Topla da gel,haydi gel içelim...
Hepsini al da gel,haydi gel içelim...
Mazi kalbinde yaraysa,unut artık ne varsa haydi gel içelim
Yerlere düşelim,haydi gel içelim,yerlere düşelim...

Şarkının devamında tekrar ederek büyük bir alkış eşliğinde şarkıyı bitirmiştik.

Arada gözlerim Merih'e kaydığında onunda yerinde rahatça oturup bizi dinlediğini aralarda bize katıldığını görmüştüm gözleri direkt olarak bana bakıyordu ve sahne ışığının altında ona çok güzel göründüğünden emin olduğum bacaklarımı süzüyordu.

Yine de onu takmayarak kendimi müziğe bırakmıştım.

Şarkı bittiğinde grup sarılışı yaparak sahneden indik. Bizim hareketli şarkımızdan sonra slow bir şarkı çalıyordu o yüzden Arda, Açelya daha yerine oturamadan onu dansa kaldırmıştı bu yüzümde bir gülümseme oluştururken Can'ın gözleri bana kaydı gözlerindeki pırıltılardan benimle dans etmek istediğini çoktan anlamıştım.

Onu başımla onaylayacakken Batuhan'ın sesini duymamla istemsizce ona baktım "Hüma?"

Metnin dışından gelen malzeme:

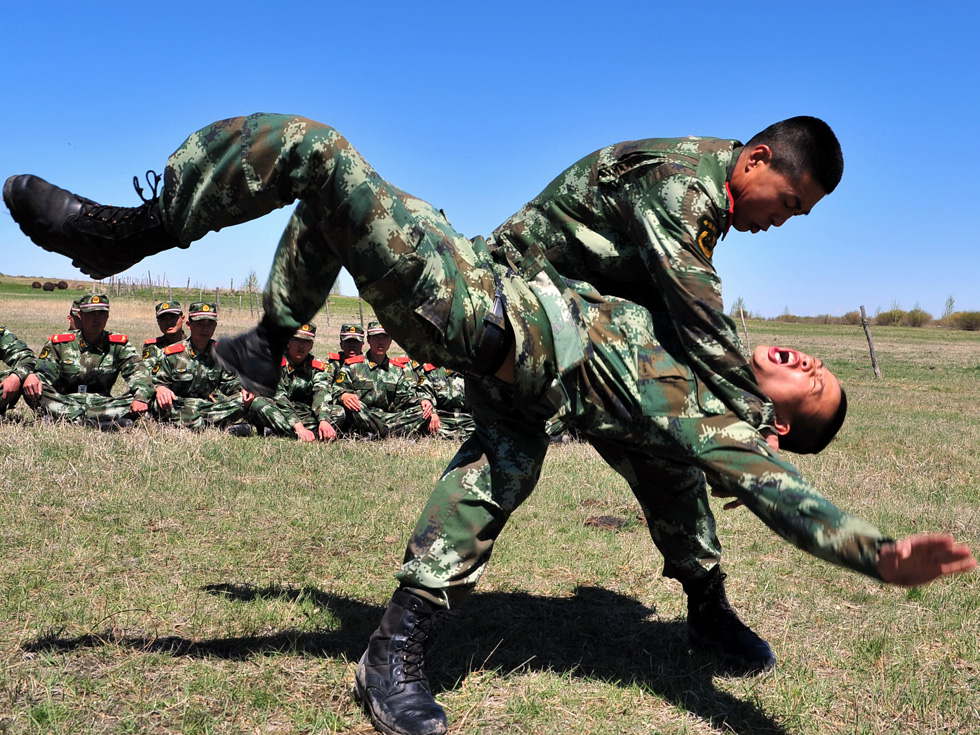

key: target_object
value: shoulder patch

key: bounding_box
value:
[697,216,718,260]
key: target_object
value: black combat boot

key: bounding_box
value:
[684,566,776,676]
[214,320,296,396]
[3,171,178,278]
[354,589,446,735]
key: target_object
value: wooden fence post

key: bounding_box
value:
[861,304,881,378]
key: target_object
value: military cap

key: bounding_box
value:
[293,322,316,342]
[187,301,218,322]
[340,324,364,342]
[78,293,109,312]
[154,301,184,316]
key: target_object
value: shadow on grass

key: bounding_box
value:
[23,584,786,735]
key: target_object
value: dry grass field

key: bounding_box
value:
[0,291,980,735]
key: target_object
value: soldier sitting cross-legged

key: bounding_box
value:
[25,294,153,430]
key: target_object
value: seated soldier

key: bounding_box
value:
[0,327,41,417]
[412,360,475,439]
[250,323,343,442]
[143,301,187,370]
[334,322,432,438]
[151,301,252,436]
[25,294,153,429]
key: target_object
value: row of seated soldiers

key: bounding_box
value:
[0,294,473,441]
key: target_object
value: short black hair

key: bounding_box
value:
[779,386,847,454]
[746,115,844,194]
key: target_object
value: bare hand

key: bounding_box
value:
[22,373,41,398]
[0,373,20,401]
[878,533,977,587]
[316,421,337,442]
[293,423,316,442]
[153,385,177,411]
[340,393,362,411]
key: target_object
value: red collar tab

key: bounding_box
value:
[721,181,735,237]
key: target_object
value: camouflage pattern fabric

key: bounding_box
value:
[155,114,880,594]
[0,326,36,416]
[398,300,887,605]
[31,331,153,421]
[334,355,428,438]
[150,337,247,429]
[249,354,344,436]
[489,137,773,426]
[412,360,476,440]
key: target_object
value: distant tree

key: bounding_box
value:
[942,294,956,321]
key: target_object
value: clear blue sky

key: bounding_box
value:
[0,0,980,316]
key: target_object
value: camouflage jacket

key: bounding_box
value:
[412,360,466,411]
[565,317,890,579]
[488,137,772,426]
[334,355,427,411]
[152,337,242,399]
[142,334,186,371]
[0,327,36,382]
[37,331,153,402]
[275,353,340,424]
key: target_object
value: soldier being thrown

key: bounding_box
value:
[0,327,41,418]
[4,115,975,735]
[25,294,153,430]
[152,301,252,436]
[250,323,343,442]
[143,301,187,370]
[334,322,432,438]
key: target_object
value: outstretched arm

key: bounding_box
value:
[878,533,977,587]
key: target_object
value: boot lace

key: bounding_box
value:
[85,170,163,227]
[402,615,436,684]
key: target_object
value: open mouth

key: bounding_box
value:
[769,347,799,366]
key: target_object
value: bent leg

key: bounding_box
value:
[396,378,548,606]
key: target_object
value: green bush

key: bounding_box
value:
[902,308,932,327]
[945,311,980,332]
[875,309,906,327]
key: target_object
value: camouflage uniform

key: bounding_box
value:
[152,302,247,429]
[412,360,475,439]
[249,324,344,436]
[151,115,880,600]
[0,326,35,416]
[334,355,428,438]
[143,301,184,370]
[31,294,153,421]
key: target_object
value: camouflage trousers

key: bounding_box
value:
[161,114,719,599]
[397,299,721,606]
[436,408,476,441]
[248,396,346,436]
[28,381,137,423]
[150,396,248,430]
[346,406,429,439]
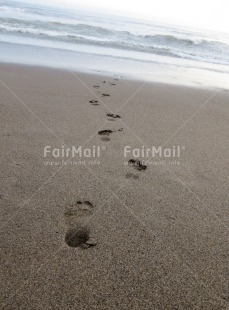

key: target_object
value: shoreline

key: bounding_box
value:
[0,38,229,90]
[0,64,229,310]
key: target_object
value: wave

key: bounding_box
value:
[0,5,229,64]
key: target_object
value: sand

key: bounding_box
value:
[0,64,229,310]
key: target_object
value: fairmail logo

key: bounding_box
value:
[124,145,185,159]
[43,145,105,158]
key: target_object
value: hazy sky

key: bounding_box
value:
[25,0,229,33]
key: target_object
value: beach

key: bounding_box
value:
[0,63,229,310]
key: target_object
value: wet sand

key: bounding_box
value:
[0,64,229,310]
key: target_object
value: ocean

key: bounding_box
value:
[0,0,229,88]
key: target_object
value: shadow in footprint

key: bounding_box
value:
[64,201,96,249]
[89,100,99,106]
[125,172,139,180]
[98,129,113,136]
[107,113,121,121]
[128,159,147,171]
[98,129,113,142]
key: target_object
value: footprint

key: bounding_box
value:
[98,129,114,136]
[89,100,99,106]
[64,201,97,249]
[107,113,121,120]
[125,172,139,180]
[128,159,147,171]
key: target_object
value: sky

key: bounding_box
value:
[21,0,229,33]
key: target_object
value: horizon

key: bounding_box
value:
[11,0,229,35]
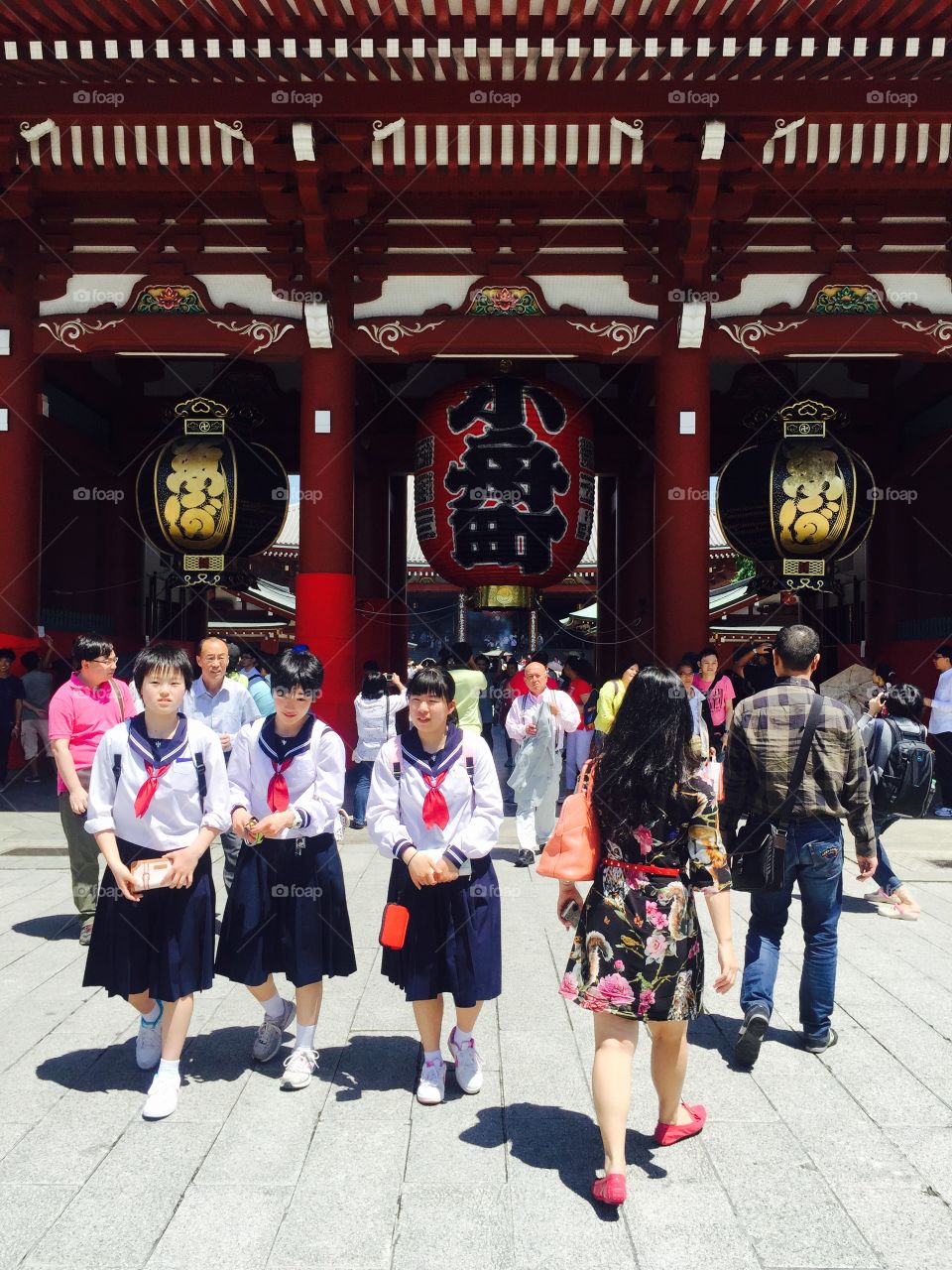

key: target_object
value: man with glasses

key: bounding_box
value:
[50,635,137,947]
[924,644,952,821]
[181,635,262,890]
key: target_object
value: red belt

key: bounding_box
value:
[622,860,680,877]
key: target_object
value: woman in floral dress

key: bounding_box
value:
[558,666,738,1204]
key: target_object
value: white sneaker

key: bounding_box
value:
[449,1028,482,1093]
[136,1001,165,1072]
[281,1049,317,1089]
[251,1001,298,1063]
[416,1058,447,1106]
[142,1072,181,1120]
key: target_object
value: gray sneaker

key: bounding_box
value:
[251,1001,298,1063]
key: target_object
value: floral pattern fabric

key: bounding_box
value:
[558,776,731,1021]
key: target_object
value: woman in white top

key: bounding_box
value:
[367,667,503,1103]
[214,652,357,1089]
[82,645,228,1120]
[350,671,407,829]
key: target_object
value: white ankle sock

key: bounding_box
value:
[295,1024,317,1049]
[263,992,285,1021]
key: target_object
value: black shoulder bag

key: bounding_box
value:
[730,694,821,892]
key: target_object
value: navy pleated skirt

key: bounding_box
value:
[82,838,214,1001]
[381,856,503,1008]
[214,833,357,988]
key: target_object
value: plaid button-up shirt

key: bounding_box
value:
[721,677,876,856]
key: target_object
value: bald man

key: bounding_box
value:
[505,662,581,869]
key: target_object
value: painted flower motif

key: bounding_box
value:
[598,974,635,1006]
[645,899,667,931]
[579,983,608,1015]
[558,974,579,1001]
[635,825,654,856]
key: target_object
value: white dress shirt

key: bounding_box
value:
[505,689,581,752]
[367,727,503,869]
[86,720,231,851]
[228,715,345,838]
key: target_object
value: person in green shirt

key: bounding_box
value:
[591,662,639,754]
[444,640,486,736]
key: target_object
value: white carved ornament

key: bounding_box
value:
[568,321,654,357]
[357,321,443,357]
[717,318,806,357]
[40,318,124,352]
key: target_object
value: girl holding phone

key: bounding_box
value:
[367,667,503,1103]
[82,645,230,1120]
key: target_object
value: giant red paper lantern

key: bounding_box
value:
[416,375,595,589]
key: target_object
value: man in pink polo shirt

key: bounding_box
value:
[50,635,136,945]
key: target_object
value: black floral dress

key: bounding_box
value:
[558,776,731,1021]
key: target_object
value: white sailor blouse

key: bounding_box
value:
[228,715,345,838]
[367,725,503,869]
[85,715,231,851]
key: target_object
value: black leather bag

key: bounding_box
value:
[730,694,820,892]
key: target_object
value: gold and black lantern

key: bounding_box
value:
[136,396,290,585]
[717,400,876,590]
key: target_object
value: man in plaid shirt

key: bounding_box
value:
[721,625,876,1067]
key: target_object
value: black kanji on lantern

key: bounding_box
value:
[443,377,571,575]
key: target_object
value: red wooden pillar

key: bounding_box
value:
[298,341,355,744]
[654,321,711,666]
[0,226,41,638]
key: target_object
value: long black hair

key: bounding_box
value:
[593,666,699,835]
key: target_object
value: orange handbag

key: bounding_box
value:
[536,761,602,881]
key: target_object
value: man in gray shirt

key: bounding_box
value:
[181,635,262,890]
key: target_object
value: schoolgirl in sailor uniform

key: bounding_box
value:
[82,645,231,1120]
[214,652,357,1089]
[367,667,503,1103]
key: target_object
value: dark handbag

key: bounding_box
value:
[730,694,821,893]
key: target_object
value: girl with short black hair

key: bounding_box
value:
[216,650,357,1089]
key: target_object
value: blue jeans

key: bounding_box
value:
[874,813,902,895]
[354,759,373,825]
[740,817,843,1040]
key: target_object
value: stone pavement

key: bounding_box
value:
[0,790,952,1270]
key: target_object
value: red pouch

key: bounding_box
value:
[380,904,410,949]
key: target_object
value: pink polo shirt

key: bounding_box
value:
[50,673,137,794]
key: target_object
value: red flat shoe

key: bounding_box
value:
[654,1102,707,1147]
[591,1174,629,1204]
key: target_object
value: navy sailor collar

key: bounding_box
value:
[258,713,314,763]
[128,713,187,766]
[401,722,463,776]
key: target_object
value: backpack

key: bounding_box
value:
[872,718,934,820]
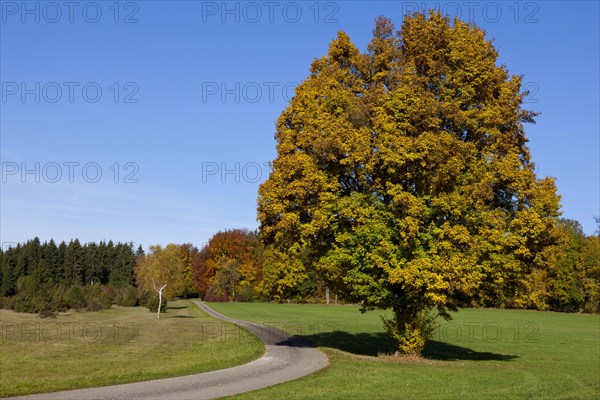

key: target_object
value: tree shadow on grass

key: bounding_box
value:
[423,340,519,361]
[298,331,518,361]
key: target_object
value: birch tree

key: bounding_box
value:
[136,244,186,319]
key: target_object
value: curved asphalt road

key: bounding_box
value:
[8,301,328,400]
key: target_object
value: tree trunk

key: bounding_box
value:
[156,283,167,319]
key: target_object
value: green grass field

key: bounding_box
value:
[0,301,264,397]
[211,303,600,399]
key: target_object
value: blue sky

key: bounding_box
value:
[0,0,600,247]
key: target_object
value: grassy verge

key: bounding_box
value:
[0,300,263,397]
[211,303,600,399]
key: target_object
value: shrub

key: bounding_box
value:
[121,286,138,307]
[381,310,435,354]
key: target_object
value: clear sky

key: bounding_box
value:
[0,0,600,247]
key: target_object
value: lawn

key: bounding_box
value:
[0,300,264,397]
[211,303,600,399]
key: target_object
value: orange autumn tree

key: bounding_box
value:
[192,229,262,299]
[258,13,560,353]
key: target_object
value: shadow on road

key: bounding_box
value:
[300,331,518,361]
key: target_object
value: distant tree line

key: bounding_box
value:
[0,219,600,314]
[0,237,144,314]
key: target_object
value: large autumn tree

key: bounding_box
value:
[258,13,560,353]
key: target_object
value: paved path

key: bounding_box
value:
[8,301,328,400]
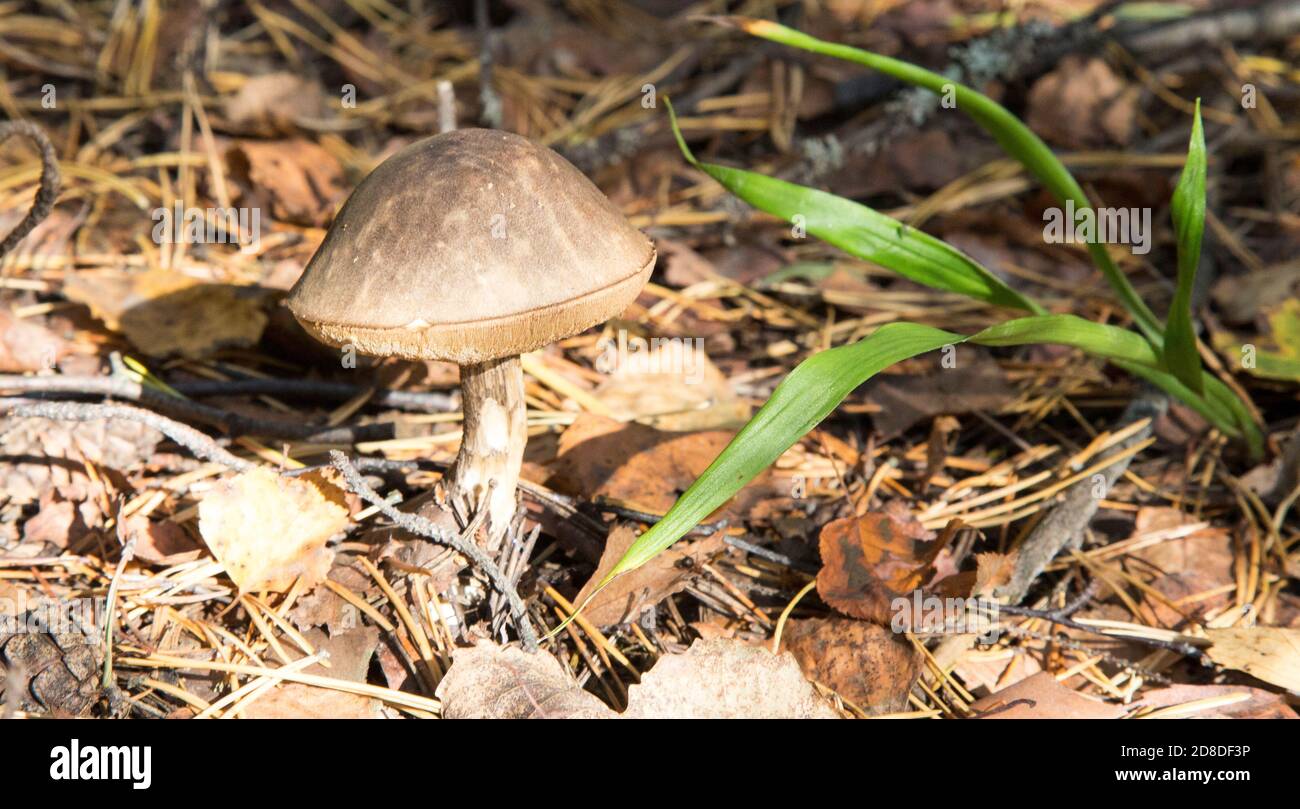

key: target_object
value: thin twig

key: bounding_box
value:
[0,398,257,472]
[330,450,537,652]
[0,121,62,259]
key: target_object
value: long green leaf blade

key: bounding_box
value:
[666,100,1044,313]
[716,17,1164,345]
[602,323,966,585]
[1165,99,1205,393]
[599,315,1240,587]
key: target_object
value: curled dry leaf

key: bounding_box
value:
[199,468,348,592]
[226,138,346,228]
[242,627,384,719]
[225,73,326,135]
[437,640,839,719]
[1205,627,1300,695]
[1027,55,1140,148]
[573,525,723,627]
[1140,685,1300,719]
[64,269,268,359]
[781,618,923,715]
[816,512,975,631]
[624,640,840,719]
[595,340,753,432]
[971,671,1126,719]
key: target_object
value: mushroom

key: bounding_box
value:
[287,129,655,544]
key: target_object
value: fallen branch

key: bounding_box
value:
[0,121,62,259]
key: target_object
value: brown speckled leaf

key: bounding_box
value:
[816,512,974,628]
[781,618,922,715]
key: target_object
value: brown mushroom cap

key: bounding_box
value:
[289,129,655,364]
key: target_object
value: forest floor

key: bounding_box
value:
[0,0,1300,718]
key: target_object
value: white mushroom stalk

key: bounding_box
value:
[449,356,528,537]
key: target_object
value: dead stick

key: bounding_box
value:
[0,398,257,472]
[329,450,537,652]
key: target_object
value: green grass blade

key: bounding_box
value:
[715,17,1164,345]
[597,315,1240,590]
[970,315,1161,368]
[601,323,966,587]
[1112,359,1242,438]
[1165,99,1205,393]
[664,99,1044,313]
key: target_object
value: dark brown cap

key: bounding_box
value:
[289,129,655,364]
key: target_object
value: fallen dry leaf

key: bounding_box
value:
[816,512,975,630]
[122,514,203,566]
[1026,55,1140,148]
[1205,627,1300,695]
[595,333,753,432]
[624,640,840,719]
[22,493,95,548]
[64,269,269,359]
[226,138,346,228]
[781,618,923,715]
[1139,685,1300,719]
[225,73,326,135]
[437,640,839,719]
[573,524,723,627]
[199,468,348,593]
[1126,506,1236,628]
[0,419,163,505]
[434,643,618,719]
[971,671,1126,719]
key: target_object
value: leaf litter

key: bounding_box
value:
[0,0,1300,718]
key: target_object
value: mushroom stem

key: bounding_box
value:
[450,356,528,546]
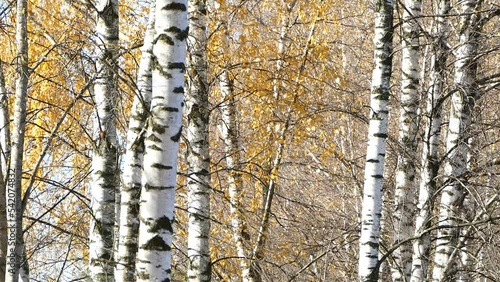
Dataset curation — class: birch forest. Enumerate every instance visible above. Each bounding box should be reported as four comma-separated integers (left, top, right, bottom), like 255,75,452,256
0,0,500,282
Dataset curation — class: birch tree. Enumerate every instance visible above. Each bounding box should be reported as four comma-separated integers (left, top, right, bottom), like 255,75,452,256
136,0,188,281
358,0,393,281
115,2,155,282
5,0,29,282
0,62,10,281
391,0,422,281
218,16,255,282
89,0,119,282
432,0,482,281
410,0,451,282
186,0,211,282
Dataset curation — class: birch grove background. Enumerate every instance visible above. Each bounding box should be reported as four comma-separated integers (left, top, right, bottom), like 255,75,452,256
0,0,500,282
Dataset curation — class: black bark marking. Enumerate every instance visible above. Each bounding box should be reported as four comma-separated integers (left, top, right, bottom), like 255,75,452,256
170,126,182,142
152,163,172,169
141,235,170,251
174,86,184,93
161,2,187,12
148,216,174,233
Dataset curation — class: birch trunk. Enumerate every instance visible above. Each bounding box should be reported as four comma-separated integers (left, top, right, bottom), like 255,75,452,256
0,62,10,282
219,70,255,282
186,0,211,282
5,0,29,282
218,23,255,282
136,0,188,281
115,2,155,282
391,0,422,282
358,0,393,281
410,0,451,282
432,0,481,281
89,0,119,282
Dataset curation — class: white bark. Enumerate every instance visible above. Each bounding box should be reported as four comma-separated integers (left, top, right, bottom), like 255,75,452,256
89,0,119,282
432,0,480,281
218,20,255,282
5,0,29,282
358,0,393,281
115,2,155,282
136,0,188,281
0,62,10,281
219,70,255,282
391,0,422,282
410,0,451,282
186,0,211,282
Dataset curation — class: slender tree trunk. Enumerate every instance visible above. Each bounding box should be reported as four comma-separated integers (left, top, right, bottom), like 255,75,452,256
89,0,119,282
410,0,451,282
432,0,481,281
219,20,255,282
186,0,211,282
391,0,422,282
358,0,393,281
5,0,29,282
136,0,188,281
0,62,10,282
115,2,155,282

Ona baktığımı görmüş olacak ki hemen yanımda bitmişti "Naber?" diye sordu neşeli bir ses tonuyla.

Ona kısaca baş sallayıp gülümsedim "İyilik Batuhan senden naber?"

"Aynı" yavaşça ensesini kaşıyarak dikleşti "Dans edelim mi?" diye sordu utandığını belli eden bir sesle.

Bu hali çok tatlı gelmişti, o yakışıklı biriydi ve bana ilgisinin olduğu her halinden belli oluyordu fakat benim tek amacım onunla arkadaş olmaktı onu üzmek istemiyordum.